Nothing illustrates this relationship better than the story of the Sales Director of an insurance company who had crash-landed in a paddy field after a plane accident. As he regained consciousness lying in the field, he looked around and asked an onlooker, “Where am I?” Startled, the onlooker asked him, “Are you the Sales Director of any company?” “Yes”, said the Sales Director, “but how did you know this?”
 
The onlooker laughed, “Well, your question reminds me of the eternal refrain I have been hearing from the successive sales directors of my company with reference to their targets – where am I? But, forget it”, he added, “let me help you with your query. You have crash-landed here after a plane accident. You are lying in a large paddy field which is ripe for harvesting…” Startled, the Sales Director sprang up on his feet and asked, “Are you an Actuary?”
 
Now, it was the onlooker’s turn to be surprised. He said, “Yes, but how did you come to know this?”  “Elementary, my friend,” said the Sales Director, “as usual, the information provided by you is absolutely correct, but thoroughly useless”.
 
Love-Hate Relationships

Professional jealousy and rivalries also are the factors why actuaries usually develop a love-hate relationship with the other professionals within the industry, Underwriters, in particular. While together they would espouse common causes, they would leave no opportunity to undermine the other once they get the opportunity.

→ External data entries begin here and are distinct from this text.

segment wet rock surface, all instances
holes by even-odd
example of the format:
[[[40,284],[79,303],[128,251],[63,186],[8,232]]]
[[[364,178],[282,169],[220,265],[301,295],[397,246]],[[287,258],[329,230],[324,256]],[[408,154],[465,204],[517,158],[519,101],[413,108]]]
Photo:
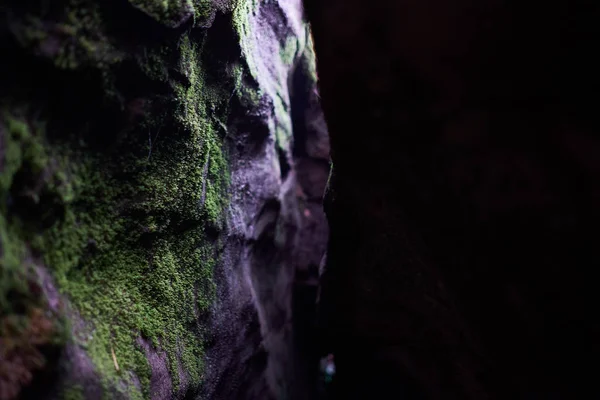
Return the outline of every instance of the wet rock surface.
[[[307,398],[329,164],[301,4],[9,1],[0,45],[0,399]]]

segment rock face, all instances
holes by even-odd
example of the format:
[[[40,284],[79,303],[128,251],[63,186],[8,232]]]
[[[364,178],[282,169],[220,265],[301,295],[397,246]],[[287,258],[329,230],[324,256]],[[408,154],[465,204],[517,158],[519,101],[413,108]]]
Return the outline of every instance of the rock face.
[[[307,396],[329,165],[300,3],[8,1],[0,43],[0,399]]]
[[[332,145],[319,307],[339,398],[596,397],[596,8],[305,7]]]

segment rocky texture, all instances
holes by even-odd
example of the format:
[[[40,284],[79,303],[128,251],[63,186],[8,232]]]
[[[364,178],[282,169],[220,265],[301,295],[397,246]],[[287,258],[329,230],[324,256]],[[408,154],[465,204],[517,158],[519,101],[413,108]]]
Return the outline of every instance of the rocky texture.
[[[320,310],[339,398],[597,396],[597,7],[306,10],[334,165]]]
[[[326,237],[300,4],[5,3],[0,399],[289,398]]]

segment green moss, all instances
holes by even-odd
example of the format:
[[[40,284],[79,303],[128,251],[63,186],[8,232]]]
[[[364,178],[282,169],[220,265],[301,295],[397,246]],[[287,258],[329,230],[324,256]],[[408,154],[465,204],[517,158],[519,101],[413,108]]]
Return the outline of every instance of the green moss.
[[[19,114],[0,107],[0,385],[9,396],[18,395],[47,366],[45,350],[60,349],[66,340],[62,316],[43,296],[24,225],[8,215],[11,203],[40,202],[38,193],[23,186],[19,172],[26,169],[35,183],[49,163],[38,127]]]
[[[88,330],[78,332],[78,344],[91,356],[106,388],[125,388],[121,390],[132,398],[149,396],[150,368],[136,344],[140,336],[166,351],[174,390],[179,365],[190,385],[198,385],[203,376],[197,321],[214,299],[212,271],[218,261],[218,242],[206,232],[223,228],[228,204],[228,161],[217,121],[225,119],[234,86],[206,83],[202,46],[187,35],[178,46],[164,45],[147,54],[139,58],[141,72],[167,81],[173,93],[161,106],[163,114],[134,127],[110,158],[77,139],[46,142],[43,125],[28,113],[19,118],[11,114],[0,124],[12,138],[0,178],[0,235],[3,254],[14,265],[3,267],[2,273],[17,269],[23,243],[31,243],[86,321]],[[184,80],[169,79],[167,57],[177,57],[175,67]],[[163,120],[170,121],[162,133],[169,137],[150,148],[144,134],[151,130],[156,135]],[[144,146],[147,152],[132,151]],[[29,226],[15,236],[24,222],[6,221],[4,200],[24,160],[27,173],[43,177],[31,195],[51,193],[62,217],[49,228]],[[12,243],[15,237],[18,241]],[[6,282],[3,275],[2,285]],[[0,293],[8,305],[5,298]],[[129,384],[130,371],[139,378],[141,393]]]
[[[170,28],[190,18],[203,25],[213,12],[211,0],[129,0],[129,3]]]

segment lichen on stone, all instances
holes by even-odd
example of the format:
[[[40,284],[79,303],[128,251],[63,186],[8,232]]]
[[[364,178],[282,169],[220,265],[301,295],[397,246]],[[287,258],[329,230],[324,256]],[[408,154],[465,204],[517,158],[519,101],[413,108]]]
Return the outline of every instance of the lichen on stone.
[[[203,25],[214,16],[212,0],[128,0],[135,8],[169,28],[177,28],[190,19]]]

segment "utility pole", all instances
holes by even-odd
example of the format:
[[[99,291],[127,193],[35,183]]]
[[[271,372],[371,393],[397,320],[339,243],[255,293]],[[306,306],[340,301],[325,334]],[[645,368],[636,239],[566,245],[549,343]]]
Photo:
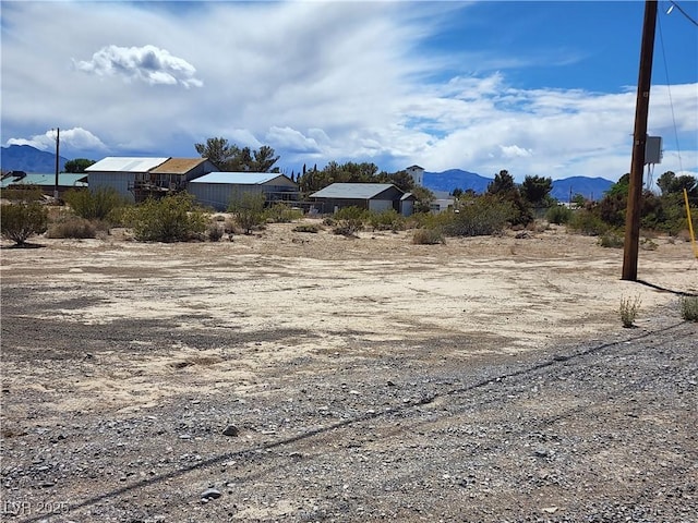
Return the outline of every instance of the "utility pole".
[[[61,143],[61,130],[56,127],[56,186],[53,187],[53,199],[58,203],[58,171],[60,169],[59,149]]]
[[[621,279],[637,281],[637,255],[640,244],[640,207],[642,200],[642,171],[645,170],[645,147],[647,145],[647,115],[650,106],[652,83],[652,56],[654,52],[654,29],[657,27],[657,0],[645,1],[645,23],[640,47],[640,72],[637,81],[637,102],[635,106],[635,131],[633,133],[633,160],[628,207],[625,215],[625,243],[623,251],[623,276]]]

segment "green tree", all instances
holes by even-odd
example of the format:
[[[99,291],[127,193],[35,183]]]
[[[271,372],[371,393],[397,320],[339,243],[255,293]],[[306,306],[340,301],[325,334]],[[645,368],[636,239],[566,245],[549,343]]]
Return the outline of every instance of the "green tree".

This love-hate relationship is amply illustrated by the story of the two underwriters of a Life insurance company who were going to attend a conference along with their actuary. Travelling in a plane, the underwriters had taken the window and the middle seats. As the actuary came in, he settled down in the aisle seat next to them, kicked off his shoes, wiggled his toes and closed his eyes. After a while, the underwriter in the window seat moved and said, "Let me get up and get a soda for myself." "No problem," said the actuary, "I'll get it for you."
 
While he was gone, the underwriter picked up the actuary's shoe and spat in it. When he returned with the soda, the other underwriter said, "That looks wonderful, I think I'll have one too." Again, the actuary obligingly went to fetch it and while he was away, the other underwriter picked up the other shoe and spat in it. The Actuary returned and they all sat back, discussed business and enjoyed the flight. As the plane was landing, the Actuary slipped his feet into his shoes and knew immediately what had happened.
 
"How long must this go on?"  he asked, "This fighting between our professions? This hatred? This animosity? This spitting in shoes and pissing in sodas?"


(The author is former COO of Star Union Dai-ichi Life Insurance. The author undertakes that views expressed are his own; and that the article has been written in a lighter vein with malice to none.)